If I know the correct solution $x$ for $Ax=b$ over $\mathbb R$, is it true that the answer to the original question is to take each element of $x$ and replace it with its remainder with $p$?
This seems to be true, for example:
$A= \begin{pmatrix} 1 & 5 \\ 0 & 7\end{pmatrix}$ and $b= \begin{pmatrix}69 \\ 84\end{pmatrix}$. The solution for $Ax=b$ over $\mathbb R$ is $x=\begin{pmatrix}9 \\ 12 \end{pmatrix}$.
Now suppose I want the solution to the system over $GF(3)$. then $A_3= \begin{pmatrix}1 & 2 \\ 0 & 1\end{pmatrix}$, $x_3 = \begin{pmatrix}0 \\ 0\end{pmatrix}$ and $b_3=\begin{pmatrix} 0 \\ 0\end{pmatrix}$, again indeed $A_3x_3=b_3$.
This is again correct over $GF(2)$ and $GF(5)$. Is it generally true? If so why? if not - can you find a counter example? Logic dictates it should be true since the modulo operator is linear (IE $a+b \bmod{p} = a \bmod{p} + b \bmod{p}$) and a linear system is, surprise surprise, linear. So it shouldn't make a difference. That is however not a proof, simply intuition.

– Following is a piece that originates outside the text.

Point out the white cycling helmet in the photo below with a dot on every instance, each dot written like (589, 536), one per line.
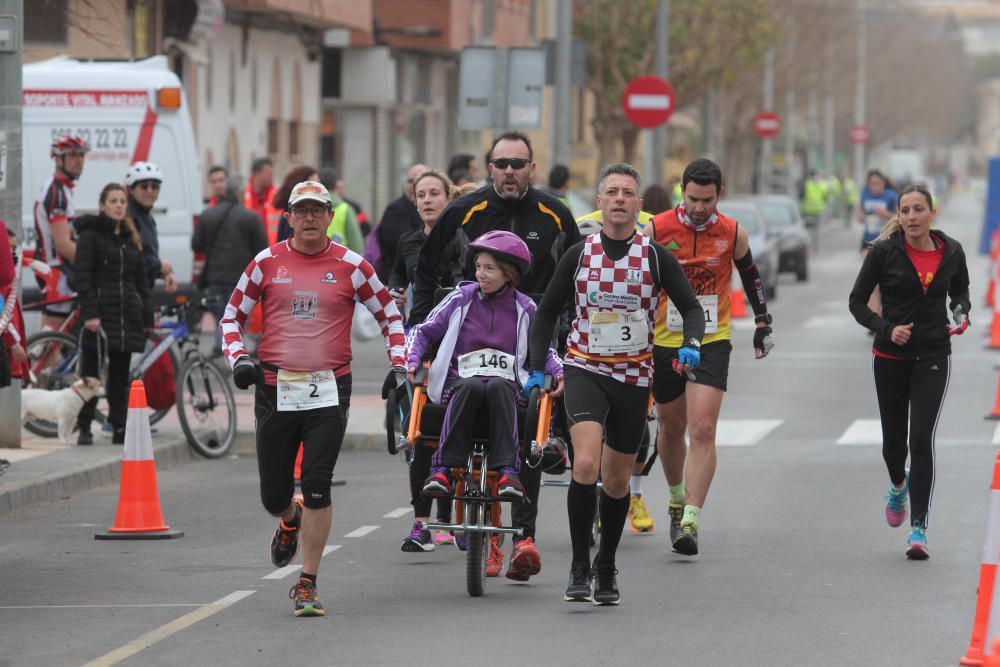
(143, 171)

If all matrix entries are integers and the solution over $\Bbb R$ is also integer than it is clear that the equations that express the fact that this is a solution remain true when reducing modulo some $p$. In a suitable sense this is even true for rational solutions (with denominator not a multiple of $p$). However, there may be additional solutions if $\det A$ is a multiple of $p$. Consider your example modulo $7$: $A_7=\begin{pmatrix}1&5\\0&0\end{pmatrix}$, $b_7=\begin{pmatrix}6\\0\end{pmatrix}$ has as solutions $x_7=\begin{pmatrix}2\\t\end{pmatrix}$ with arbitrary $t$ (among which just one possibility is $t=5$).